One of the essential questions related to the freshening of the Southern Ocean and the changing ice masses is if they will influence the planetary-scale ocean overturning circulation and might impact the climate through this process. To first order, the overturning circulation in the Southern Ocean is fueled by wind-driven divergence and convergence. While the dynamics of the overturning circulation have been fairly well understood, our understanding of the role surface fluxes of heat and freshwater that are required to convert the upwelled deep water to either new lighter or denser water masses, i.e., to become ventilated and form new water masses is still limited. However, it is this ventilation processes that is critical to exchange heat and carbon between the deep ocean and the surface.

We want to use biogeochemical tracers for this project. For example, inorganic nutrients can be combined with oxygen measurements to obtain estimates of the recirculated fraction of inorganic nutrients. In this way, we want to evaluate the relationship between the spatial and temporal variations of the various freshwater fluxes at the surface and the oceanic overturning circulation.

The observed freshening, and thus lightening, of the Southern Ocean surface waters has led to a circumpolar increase of the surface density stratification over recent decades. This increasing density stratification has critical consequences for the mixing between deep and surface waters that have possibly declined over recent decades. In my own work, I could show that this increased stratification is probably responsible for most of the observed temperature changes, since it led to a trapping of heat at depth.
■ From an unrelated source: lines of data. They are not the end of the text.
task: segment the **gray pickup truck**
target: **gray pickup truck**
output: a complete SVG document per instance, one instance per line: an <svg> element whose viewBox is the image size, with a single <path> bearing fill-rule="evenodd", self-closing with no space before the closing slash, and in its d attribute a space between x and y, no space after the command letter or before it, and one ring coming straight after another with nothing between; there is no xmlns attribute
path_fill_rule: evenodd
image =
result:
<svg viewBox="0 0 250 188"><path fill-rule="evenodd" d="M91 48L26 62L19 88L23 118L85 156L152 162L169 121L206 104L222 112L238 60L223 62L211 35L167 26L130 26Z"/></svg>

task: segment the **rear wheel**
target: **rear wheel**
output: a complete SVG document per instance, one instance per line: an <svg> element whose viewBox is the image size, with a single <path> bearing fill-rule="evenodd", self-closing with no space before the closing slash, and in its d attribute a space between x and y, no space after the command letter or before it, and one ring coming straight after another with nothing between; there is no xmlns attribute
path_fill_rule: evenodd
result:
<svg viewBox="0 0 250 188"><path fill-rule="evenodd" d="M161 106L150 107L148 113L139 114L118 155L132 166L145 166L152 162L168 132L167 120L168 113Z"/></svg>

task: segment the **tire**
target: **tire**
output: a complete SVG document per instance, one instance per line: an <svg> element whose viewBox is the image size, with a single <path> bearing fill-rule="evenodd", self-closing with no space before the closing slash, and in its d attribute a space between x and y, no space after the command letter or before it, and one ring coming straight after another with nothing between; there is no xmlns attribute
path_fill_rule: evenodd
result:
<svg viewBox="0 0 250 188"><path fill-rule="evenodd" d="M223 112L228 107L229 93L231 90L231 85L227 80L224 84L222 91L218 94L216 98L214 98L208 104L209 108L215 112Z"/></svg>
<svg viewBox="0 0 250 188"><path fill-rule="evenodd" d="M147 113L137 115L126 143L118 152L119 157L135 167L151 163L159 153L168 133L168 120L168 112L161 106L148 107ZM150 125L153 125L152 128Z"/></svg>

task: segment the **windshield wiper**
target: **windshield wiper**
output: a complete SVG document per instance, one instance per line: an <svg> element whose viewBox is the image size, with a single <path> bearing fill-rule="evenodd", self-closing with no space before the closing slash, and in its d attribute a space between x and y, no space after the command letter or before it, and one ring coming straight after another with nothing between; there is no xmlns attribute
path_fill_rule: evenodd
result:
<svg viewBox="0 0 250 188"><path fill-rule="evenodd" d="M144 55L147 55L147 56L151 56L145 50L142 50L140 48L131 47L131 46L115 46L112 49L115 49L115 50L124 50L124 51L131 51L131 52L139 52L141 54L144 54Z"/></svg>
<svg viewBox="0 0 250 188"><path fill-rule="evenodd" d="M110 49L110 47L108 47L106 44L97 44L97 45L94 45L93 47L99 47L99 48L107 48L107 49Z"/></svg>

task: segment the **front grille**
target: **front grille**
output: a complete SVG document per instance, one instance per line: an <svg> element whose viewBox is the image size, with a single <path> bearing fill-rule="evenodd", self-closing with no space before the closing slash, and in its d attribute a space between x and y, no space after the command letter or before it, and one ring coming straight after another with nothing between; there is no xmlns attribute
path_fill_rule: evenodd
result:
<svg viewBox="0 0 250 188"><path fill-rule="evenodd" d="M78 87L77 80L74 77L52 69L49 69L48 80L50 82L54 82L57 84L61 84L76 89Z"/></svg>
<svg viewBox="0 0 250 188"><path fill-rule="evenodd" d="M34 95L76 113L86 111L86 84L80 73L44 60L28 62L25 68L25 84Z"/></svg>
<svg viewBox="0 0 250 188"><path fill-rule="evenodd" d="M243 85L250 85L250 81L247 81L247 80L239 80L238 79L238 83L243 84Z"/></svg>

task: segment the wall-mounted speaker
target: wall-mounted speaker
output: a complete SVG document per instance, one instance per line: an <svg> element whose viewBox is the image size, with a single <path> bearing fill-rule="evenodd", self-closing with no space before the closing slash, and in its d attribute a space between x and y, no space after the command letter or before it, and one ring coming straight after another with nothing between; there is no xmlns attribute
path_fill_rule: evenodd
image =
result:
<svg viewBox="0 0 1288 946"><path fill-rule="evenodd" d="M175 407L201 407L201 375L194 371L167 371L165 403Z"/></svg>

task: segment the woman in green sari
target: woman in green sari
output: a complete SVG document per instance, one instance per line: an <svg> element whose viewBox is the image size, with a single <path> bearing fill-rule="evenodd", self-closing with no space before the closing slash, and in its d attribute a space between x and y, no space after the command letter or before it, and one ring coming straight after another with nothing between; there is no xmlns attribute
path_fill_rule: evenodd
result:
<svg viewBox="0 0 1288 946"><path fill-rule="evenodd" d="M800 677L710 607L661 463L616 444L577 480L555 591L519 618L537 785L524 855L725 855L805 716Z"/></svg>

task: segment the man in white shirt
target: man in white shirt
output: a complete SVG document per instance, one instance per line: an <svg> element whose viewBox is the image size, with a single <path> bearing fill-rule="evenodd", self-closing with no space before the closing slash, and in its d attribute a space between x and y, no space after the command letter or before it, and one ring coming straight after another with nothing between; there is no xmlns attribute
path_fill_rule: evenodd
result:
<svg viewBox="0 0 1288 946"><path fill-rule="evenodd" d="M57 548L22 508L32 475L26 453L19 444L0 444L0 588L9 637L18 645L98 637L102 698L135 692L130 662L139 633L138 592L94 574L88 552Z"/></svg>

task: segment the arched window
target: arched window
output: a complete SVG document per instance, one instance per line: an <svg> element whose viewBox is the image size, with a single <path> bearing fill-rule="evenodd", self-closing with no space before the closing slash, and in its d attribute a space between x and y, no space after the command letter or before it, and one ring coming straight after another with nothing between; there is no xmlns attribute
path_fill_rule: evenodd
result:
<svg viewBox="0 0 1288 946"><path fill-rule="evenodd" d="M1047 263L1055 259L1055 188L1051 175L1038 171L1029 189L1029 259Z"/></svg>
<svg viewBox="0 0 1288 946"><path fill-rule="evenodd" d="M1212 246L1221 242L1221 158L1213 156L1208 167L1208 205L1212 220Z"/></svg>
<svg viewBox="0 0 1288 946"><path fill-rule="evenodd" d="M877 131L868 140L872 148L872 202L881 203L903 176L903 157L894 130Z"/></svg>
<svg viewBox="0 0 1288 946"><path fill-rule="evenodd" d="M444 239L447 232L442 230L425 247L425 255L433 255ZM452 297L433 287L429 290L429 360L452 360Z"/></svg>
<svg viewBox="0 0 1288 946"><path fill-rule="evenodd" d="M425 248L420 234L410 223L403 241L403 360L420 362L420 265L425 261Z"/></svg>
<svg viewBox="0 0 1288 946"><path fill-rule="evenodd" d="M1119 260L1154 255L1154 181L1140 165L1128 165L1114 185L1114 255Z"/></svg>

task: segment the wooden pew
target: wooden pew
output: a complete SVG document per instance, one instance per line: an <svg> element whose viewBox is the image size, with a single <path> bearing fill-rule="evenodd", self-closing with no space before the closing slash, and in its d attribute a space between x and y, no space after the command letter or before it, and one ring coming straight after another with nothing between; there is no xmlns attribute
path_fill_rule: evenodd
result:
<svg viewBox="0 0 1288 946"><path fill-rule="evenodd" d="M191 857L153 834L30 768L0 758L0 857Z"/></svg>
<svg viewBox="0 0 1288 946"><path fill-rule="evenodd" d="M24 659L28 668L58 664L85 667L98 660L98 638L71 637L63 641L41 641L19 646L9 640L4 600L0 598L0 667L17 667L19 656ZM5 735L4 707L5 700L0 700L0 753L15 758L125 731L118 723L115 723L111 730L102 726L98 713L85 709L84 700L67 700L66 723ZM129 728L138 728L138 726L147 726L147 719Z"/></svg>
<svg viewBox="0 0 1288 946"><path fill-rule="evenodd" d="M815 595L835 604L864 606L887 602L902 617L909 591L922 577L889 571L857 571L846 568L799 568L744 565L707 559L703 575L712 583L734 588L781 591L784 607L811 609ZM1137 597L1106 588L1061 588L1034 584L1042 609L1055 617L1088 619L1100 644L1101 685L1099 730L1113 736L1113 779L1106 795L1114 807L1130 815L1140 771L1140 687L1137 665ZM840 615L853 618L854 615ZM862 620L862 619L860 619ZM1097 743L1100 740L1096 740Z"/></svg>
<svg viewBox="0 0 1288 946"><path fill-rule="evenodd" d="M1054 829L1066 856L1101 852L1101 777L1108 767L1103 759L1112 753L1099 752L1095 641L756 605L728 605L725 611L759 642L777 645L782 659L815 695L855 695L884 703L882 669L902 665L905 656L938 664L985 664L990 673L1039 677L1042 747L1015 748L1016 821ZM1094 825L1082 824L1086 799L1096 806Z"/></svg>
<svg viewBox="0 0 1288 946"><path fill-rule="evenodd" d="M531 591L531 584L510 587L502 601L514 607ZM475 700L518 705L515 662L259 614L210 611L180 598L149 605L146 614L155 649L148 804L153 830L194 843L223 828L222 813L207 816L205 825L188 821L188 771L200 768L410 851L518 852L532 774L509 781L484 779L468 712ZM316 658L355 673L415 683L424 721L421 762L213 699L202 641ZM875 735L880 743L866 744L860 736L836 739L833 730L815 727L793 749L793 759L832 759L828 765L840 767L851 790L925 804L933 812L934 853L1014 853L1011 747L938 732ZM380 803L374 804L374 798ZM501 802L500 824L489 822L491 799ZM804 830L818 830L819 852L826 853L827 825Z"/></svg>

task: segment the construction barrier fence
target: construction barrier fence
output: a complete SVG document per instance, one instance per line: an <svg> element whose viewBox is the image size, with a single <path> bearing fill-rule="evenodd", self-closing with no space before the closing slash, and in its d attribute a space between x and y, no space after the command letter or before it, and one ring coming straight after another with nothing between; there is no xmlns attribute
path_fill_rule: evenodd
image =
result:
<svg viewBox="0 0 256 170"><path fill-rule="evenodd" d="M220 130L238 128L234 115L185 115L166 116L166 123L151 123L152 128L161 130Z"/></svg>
These changes most likely also affected the vertical mixing of carbon-rich deep waters into the surface layer and the downward mixing of anthropogenic CO₂. Yet, despite the increasing stratification over recent decades, the Southern Ocean continued to take up CO₂ from the atmosphere at an expected rate, but the changes in these CO₂ fluxes also carry large uncertainties and model simulations do not reproduce them. Thus, the exact relation between stratification changes and CO₂ exchange still remains unknown. Given that the density stratification has been changing, which has been proposed to strongly alter the CO₂ fluxes on long time scales, an investigation of this relation requires urgent attention. Recent advances in remotely observing the high latitudes from space and under water now provide new avenues to explore this critical relation.

While climate projections show a strong increase in the density stratification of the Southern Ocean, the stratification of the Southern Ocean should weaken in a warmer climate, according to paleoclimatic records. This discrepancy between model simulation and paleo-climatic records provides a major conundrum in our field that has not yet been sufficiently addressed. Part of the issue might arise from the inability of models to accurately represent the high-latitude water mass structure. In addition, these models do not account for increasing glacial meltwater and have strong biases in their representation of Antarctic sea ice, which is the main driver of the upper ocean stratification changes. the spatial spreading of the meltwater in these models is not evaluated against observations, due to a lack of observational evidence to trace meltwater fluxes. But whether it spreads at the surface and stratifies the upper ocean or enters and influences AABW could result in major differences in the response of these mod-els. All these factors lead to a poor understanding of the pathways, spatial extent, and influence of melting Antarctic ice on past and future Southern Ocean stratification and circulation changes and the related climatic impacts. This leads us to the question: Does the changing Antarctic cryosphere amplify or mitigate global warming?